According to the tracking report of the reporter of "Daily Economic News", there have been frequent strategic and personnel shocks in the Volkswagen Group recently. Recently, the Volkswagen Group plans to reduce the cost of administrative staff due to cost pressure, and the construction of a plant in Europe has been postponed due to the slowdown in demand for overseas orders. Previously, the Volkswagen Group planned to lay off 2,000 employees at its software subsidiary, CARIAD, accounting for about 30% of the total workforce.
Strategic transformation is accelerating
Faced with the pressure of "reducing costs and increasing efficiency", the Volkswagen Group is accelerating its strategic transformation. Among them, the Volkswagen Group focuses on the "In China, For China" solution. It is reported that the Volkswagen Group has built the largest R&D center outside Germany in China, which will improve profitability and competitiveness through 100% local development, and will save about 30% of costs.

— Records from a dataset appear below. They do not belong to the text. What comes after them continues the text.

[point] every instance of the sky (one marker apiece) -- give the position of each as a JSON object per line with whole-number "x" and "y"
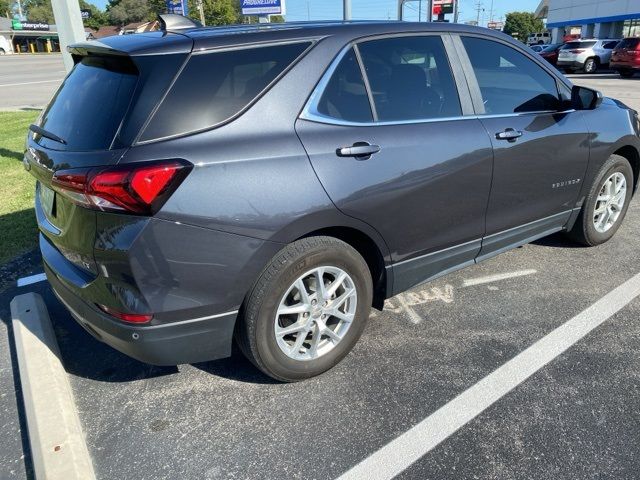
{"x": 387, "y": 9}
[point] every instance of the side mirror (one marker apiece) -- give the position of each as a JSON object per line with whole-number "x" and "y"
{"x": 584, "y": 98}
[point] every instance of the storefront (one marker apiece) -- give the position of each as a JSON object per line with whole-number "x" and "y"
{"x": 29, "y": 37}
{"x": 592, "y": 18}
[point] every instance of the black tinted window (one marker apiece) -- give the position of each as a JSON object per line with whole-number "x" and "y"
{"x": 629, "y": 43}
{"x": 410, "y": 78}
{"x": 345, "y": 97}
{"x": 90, "y": 105}
{"x": 509, "y": 81}
{"x": 578, "y": 44}
{"x": 215, "y": 86}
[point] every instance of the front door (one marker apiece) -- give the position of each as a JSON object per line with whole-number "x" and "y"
{"x": 407, "y": 162}
{"x": 541, "y": 154}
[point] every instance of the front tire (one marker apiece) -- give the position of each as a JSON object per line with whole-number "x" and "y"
{"x": 307, "y": 309}
{"x": 606, "y": 204}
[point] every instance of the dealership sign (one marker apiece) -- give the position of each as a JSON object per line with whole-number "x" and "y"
{"x": 18, "y": 25}
{"x": 443, "y": 6}
{"x": 179, "y": 7}
{"x": 263, "y": 7}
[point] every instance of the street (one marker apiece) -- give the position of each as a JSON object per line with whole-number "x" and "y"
{"x": 574, "y": 416}
{"x": 29, "y": 81}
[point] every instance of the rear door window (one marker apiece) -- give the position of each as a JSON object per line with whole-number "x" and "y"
{"x": 509, "y": 81}
{"x": 410, "y": 78}
{"x": 574, "y": 45}
{"x": 345, "y": 97}
{"x": 629, "y": 44}
{"x": 89, "y": 106}
{"x": 214, "y": 87}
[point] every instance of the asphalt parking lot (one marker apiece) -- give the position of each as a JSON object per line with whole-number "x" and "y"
{"x": 29, "y": 81}
{"x": 576, "y": 417}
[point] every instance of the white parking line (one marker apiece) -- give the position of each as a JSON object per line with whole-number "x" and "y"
{"x": 40, "y": 277}
{"x": 399, "y": 454}
{"x": 496, "y": 278}
{"x": 29, "y": 83}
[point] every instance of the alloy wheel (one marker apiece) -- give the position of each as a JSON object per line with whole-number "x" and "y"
{"x": 610, "y": 202}
{"x": 315, "y": 313}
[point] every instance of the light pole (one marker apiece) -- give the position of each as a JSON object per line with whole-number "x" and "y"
{"x": 70, "y": 27}
{"x": 346, "y": 10}
{"x": 201, "y": 10}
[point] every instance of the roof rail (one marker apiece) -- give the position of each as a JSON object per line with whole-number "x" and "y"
{"x": 171, "y": 21}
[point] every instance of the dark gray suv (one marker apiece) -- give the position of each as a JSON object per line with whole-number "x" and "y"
{"x": 273, "y": 183}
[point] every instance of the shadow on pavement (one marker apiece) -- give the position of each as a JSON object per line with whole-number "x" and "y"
{"x": 558, "y": 240}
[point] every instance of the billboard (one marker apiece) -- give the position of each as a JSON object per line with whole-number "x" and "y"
{"x": 443, "y": 6}
{"x": 263, "y": 7}
{"x": 178, "y": 7}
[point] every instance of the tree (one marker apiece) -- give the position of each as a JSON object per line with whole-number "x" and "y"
{"x": 523, "y": 24}
{"x": 6, "y": 8}
{"x": 122, "y": 12}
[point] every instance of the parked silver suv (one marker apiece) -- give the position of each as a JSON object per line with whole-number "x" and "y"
{"x": 587, "y": 55}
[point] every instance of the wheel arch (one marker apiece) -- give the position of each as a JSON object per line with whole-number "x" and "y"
{"x": 631, "y": 153}
{"x": 370, "y": 251}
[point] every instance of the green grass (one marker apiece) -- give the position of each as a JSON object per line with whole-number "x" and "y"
{"x": 18, "y": 230}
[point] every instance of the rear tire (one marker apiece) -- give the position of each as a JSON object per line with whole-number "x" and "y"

The reporter learned from the Volkswagen Group that Volkswagen (China) Technology Co., Ltd., which was established in China, will make independent decisions in the future, and the process will save communication costs with the German headquarters. Volkswagen Group's managing director in charge of China business, Richard Braid, told reporters that Volkswagen's layout in Hefei will become an important interface for connecting joint ventures and local partners, improving efficiency, accelerating development, and optimizing the cost structure. On November 24, Volkswagen Group China announced that the Volkswagen Group will launch an electric vehicle platform for the entry-level market within three years.
Image source: Sina Weibo (@大众中国)
In fact, in the face of the rapid development of the new energy market in China, according to the reporter's incomplete statistics, there are currently Honda, Nissan and other fuel car companies to accelerate the transformation of the "new four modernizations" in China.
Yan Jinghui, a member of the expert committee of the China Automobile Dealers Association, said in an interview with the reporter of the "Daily Economic News" that the layout of traditional fuel car companies and foreign-funded car companies in the Chinese market is inseparable from the rapid development of China's new energy vehicle market.
According to statistics from the China Association of Automobile Manufacturers, China's new energy vehicle sales have maintained rapid growth, reaching 6.887 million units in 2022, a year-on-year increase of 93.4%, and maintaining the world's first place for eight consecutive years. It is expected that by 2026, China's new energy vehicle sales will reach 14.44 million units. In the future, there will be a huge increase in the new energy vehicle market.
However, Yan Jinghui reminded that fuel car companies to the "new four modernizations" transformation, actively layout the Chinese market at the same time, to pay attention to the improvement of the vehicle life cycle value-added service capabilities, especially for the new energy vehicle market, charging piles, battery life services are the focus of users' attention, to reserve the cost of value-added services to improve, to better achieve the sustainable development of enterprises and products.